Ce n’est que spéculatif mais c’est ce qui apparaît pour l’instant. Au-delà du renforcement économique, ce qui est présent dans de nombreux esprits de la région c’est que la Chine pourrait se substituer dans la zone aux États-Unis. En réalité, ce n’est pas le cas parce que la Chine n’a pas les capacités sur le plan militaire de Washington, de plus, elle reste encore suffisamment éloignée des enjeux politiques du Moyen-Orient.
Par contre, le renforcement économique de la Chine est très probable, la situation actuelle va vraisemblablement avoir comme effet une accélération du processus économique engagé par la Chine dans le Golfe lors des vingt dernières années, mais elle aura somme toute peu d’impact en termes politique et militaire.

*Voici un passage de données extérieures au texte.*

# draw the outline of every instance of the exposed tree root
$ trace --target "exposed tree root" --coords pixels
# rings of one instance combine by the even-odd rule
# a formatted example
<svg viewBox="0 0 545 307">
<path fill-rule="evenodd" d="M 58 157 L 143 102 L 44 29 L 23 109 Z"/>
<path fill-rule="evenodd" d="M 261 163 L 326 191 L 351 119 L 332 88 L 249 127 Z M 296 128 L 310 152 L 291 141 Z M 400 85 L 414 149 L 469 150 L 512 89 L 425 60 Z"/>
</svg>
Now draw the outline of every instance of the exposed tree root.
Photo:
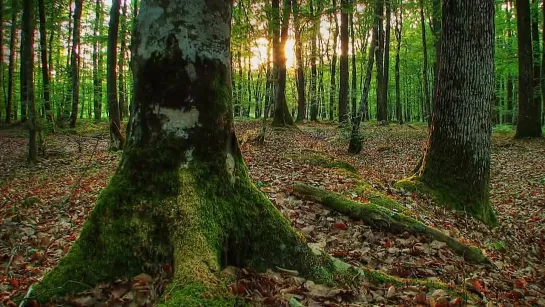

Inexistante durant la Guerre froide, la relation sino-saoudienne est apparue au tournant des années 1990. Elle s’est logiquement d’abord concentrée sur le pilier économique, le pétrole saoudien alimentant la croissance chinoise, avant d’apparaître dans le contexte post-attentats du 11 septembre 2001, comme une réelle alternative économique, puis diplomatique et sécuritaire, pour Riyad, à son allié historique et protecteur, les États-Unis. L’Arabie saoudite apparaît, de plus, pour la Chine comme un lieu stratégique dans le contrôle des voies maritimes. Cette relation pragmatique, et totalement indépendante des droits humains, reste toutefois incertaine tant elle dépend du rôle que le pétrole joue dans l’économie mondiale et la transition qu’enclenche l’Arabie saoudite pour ne plus en dépendre totalement.